Key takeaways 1: Use POSB Invest saver for the Singapore ETFs, and standard chartered for the global ETF, due to other brokers fees(I am using DBS Vickers though).In my defence, it is because my broker gives me a lot of useful reports and tips, hahaha, but I am starting to transit into using standard chartered due to the cheaper fee incurred when trading

2)



Tip 2:The principle of buy and hold and rebalance still applies no matter where you live.
If you live in Singapore, you buy a mix of the STI ETF and the ABF bond fund, and rebalance once a year.
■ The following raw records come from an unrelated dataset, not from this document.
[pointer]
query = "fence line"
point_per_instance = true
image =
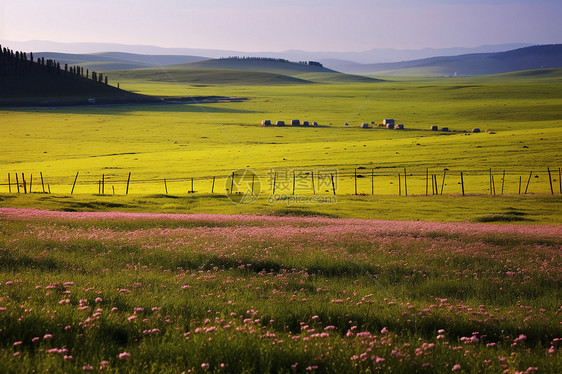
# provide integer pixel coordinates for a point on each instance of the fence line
(354, 181)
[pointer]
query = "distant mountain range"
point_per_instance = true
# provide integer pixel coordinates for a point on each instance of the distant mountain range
(376, 55)
(528, 58)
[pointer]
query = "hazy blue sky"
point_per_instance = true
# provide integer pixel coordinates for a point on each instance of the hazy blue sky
(276, 25)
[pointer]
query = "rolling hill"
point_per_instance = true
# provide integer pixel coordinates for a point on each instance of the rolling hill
(196, 76)
(118, 60)
(242, 71)
(528, 58)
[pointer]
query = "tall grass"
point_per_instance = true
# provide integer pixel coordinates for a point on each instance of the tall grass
(244, 294)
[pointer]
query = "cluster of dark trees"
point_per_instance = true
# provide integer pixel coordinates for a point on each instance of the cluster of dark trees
(18, 63)
(311, 63)
(254, 58)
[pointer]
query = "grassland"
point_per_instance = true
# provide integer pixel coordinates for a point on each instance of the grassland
(285, 287)
(179, 142)
(210, 293)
Don't fall into the trap that since US stock have so well the last few years, you want to hop on that train, sell all my STI and get me into the S&P!. That's is the exact opposite of what you want to do. Completely aside from all the currency risk,you're taking on, you want to SELL the things that have outperformed, not buy them.

Key takeaway 2:Relance once a year but selling the stock that are outperforming.Don't follow the trend too much and eager to hop onto the train quickly(yes, bitcoin I am looking at you)
3)


Question 3: Which countries market would I be looking for?And which broker would be good for this?

Answer 3: The ETF can be listed anywhere, but generally what you are going to want is a nice, boring, simple global equity ETF. Around here, VWRD(listed on the London stock exchange) is the preferred pick

It's worth looking at the UK's ETF listings because those typically have better tax treatment than US ETF(less of your dividends get withheld)

Key takeaway: Choose VWRD as the global equity ETF as it has a better tax treatment than US ETF

4)


Question 4:Are vanguard ETFs the only one worth looking at? And which of them would be suitable?

Answer 4:Stick to vanguard and I Shares. Ignore everything else,

Key takeaway 4:Vanguard or  I Shares only for global ETF.